The Romantics is not that book, which was never written. Rather it is a collection of essays, mostly published as book reviews been 1968 and 1993, the year of his death, containing material which would have been used in that study. There's a good deal of interest here, about the English Romantics of the generation of Wordsworth and Coleridge and their times, as well as more general reflections on the difference between disenchantment and apostasy (the former to be much preferred for writing poetry, the latter perhaps for criticism), paternalism (but not patriarchy), and the nature of revolutionary and utopian intellectual movements. Moreover, all of it is written with Thompson's characteristic felicity of style and generous sensibility (though he seems to have read a very different book titled The God that Failed than I did).

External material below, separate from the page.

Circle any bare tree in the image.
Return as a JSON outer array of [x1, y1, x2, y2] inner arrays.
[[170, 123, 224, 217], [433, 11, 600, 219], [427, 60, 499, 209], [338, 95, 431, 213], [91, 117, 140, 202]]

All of these merits must, alas, merely serve to increase our regret and disappointment that the promised study of the Romantics was never completed, since this book can hardly serve as a substitute. To begin with, the connection between the social situation of the Romantics and the form and products of the movement is merely hinted at or even implicit, an omission Thompson, of all people, would have remedied had he the chance. There is not above five pages on feminism and ``the woman question,'' though Thompson avers its importance; and nothing on the relationship of the English Romantics to their Enlightenment predecessors, or to their fellow Romantic on the Continent, or even to the later generation of Byron and Shelley. Because they were published in many different venues over a span of two and a half decades, each of these pieces is entirely self-contained; the result is a high degree of repetition in an already slim book, even to the point of repeating jokes. Finally, the production not exactly all that could be desired --- the writer of the dust-jacket blurb was obviously hallucinating, and not only is there no index, there is no table of contents.
Doubtless, it is better to have Thompson's essays on the Romantics collected and published together than mouldering in obscure conference proceedings and old numbers of the Times Literary Supplement, and university libraries and scholars of the period will doubtless want copies, but there is little here for the rest of us. It would take a peculiar sort of scholarly ingratitude and greed to wish that Thompson had spent the last few decades researching a literary movement two centuries dead, instead of being part of a somewhat quixotic campaign to keep the human race from blowing itself up: but putting down this book, I find quite a bit of such greed in me.